本番で採用された「3年契約・3年目プレイヤーオプション」とは異なり、カワイが長期的にトロントへ残る世界線だった。

この結果、ラプターズは短期的な連覇だけではなく、カワイ、シアカム、バンブリートを中心とした長期政権を作れる状況となる。

Prototype 002-1|ラプターズの補強方針

ここで観測されたのが大型トレードによる補強。

しかしここから、振るサイコロは詳細情報が残っていないんですが、とにかく交渉が決裂する展開。

そして戦力が変わらないままプレイオフに進み、TORがBOSを4勝2敗で撃破したところでシミュレーションを終了。

こういうパターンもあるよなーと思いながら作成した。

Prototype 002-1|ベテランを加入させた世界線

新加入選手がいるパターンをシミュレーションしたいと思い、まずはベテラン補強のサイコロを振った。

出目結果
1ダニー・グリーン(再契約)
2デマーカス・カズンズ
3マーカス・モリス
4アル・ファルーク・アミヌ
5ダレン・コリソン
6パトリック・ベバリー

観測結果、「3」、マーカス・モリス加入。

TORのロスターにモリスが加わった場合、スモールラインナップの破壊力はさらに増した可能性あり。
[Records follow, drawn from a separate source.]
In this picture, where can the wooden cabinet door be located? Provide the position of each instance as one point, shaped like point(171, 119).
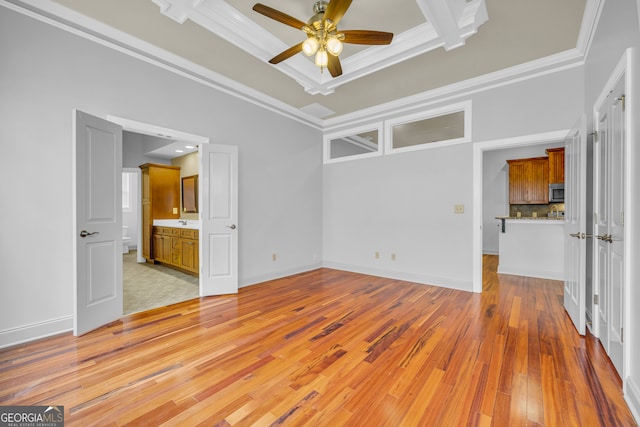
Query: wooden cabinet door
point(518, 173)
point(539, 182)
point(529, 181)
point(556, 165)
point(158, 247)
point(189, 255)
ただカワイ、シアカム、アヌノビー、パウエルと層が厚いポジションのため、そこまでプレイタイムは伸びなかったかもしれません。

また、現実ではこの翌シーズンLACでチームメイトになっているので、この二人の共闘がLACではなくTORで発生しているというのも面白いです。

Prototype 002-1で観測された歴史

・カワイの契約が5年と少し長め
・さらに大型トレードを模索するも交渉が決裂しロスターは変わらずに翌シーズンへ。
・プレイオフではBOSに4勝2敗で勝利したところで観測終了。
・ベテラン補強のサイコロによりマーカス・モリス加入

最後に

第2回目となったNBAマルチバース、いかがだったでしょうか?

カワイ・レナードが残留したルートも、現実の世界でのTORのルートも似ている感じになりました。

動画の最後でも触れてますが、今回はここからさらに先の、カワイが来なかったLACというシリーズに繋いでいきたいと思います。

マルチバースっぽいこのタイムラインの繋がりを、ぜひ楽しんでいってください。

また、現実世界の最新、26-27シーズンでは夏にカワイのTOR復帰が決まりました。

こちらはカワイとLACのサラリーの動きに怪しいところがあり、トレードが破談になる可能性も含まれていますが、果たしてTORにカワイが帰還することで、新たなメンバーとどんな戦いを見せるのか。

非常に楽しみです。

最後までご覧いただきありがとうございました。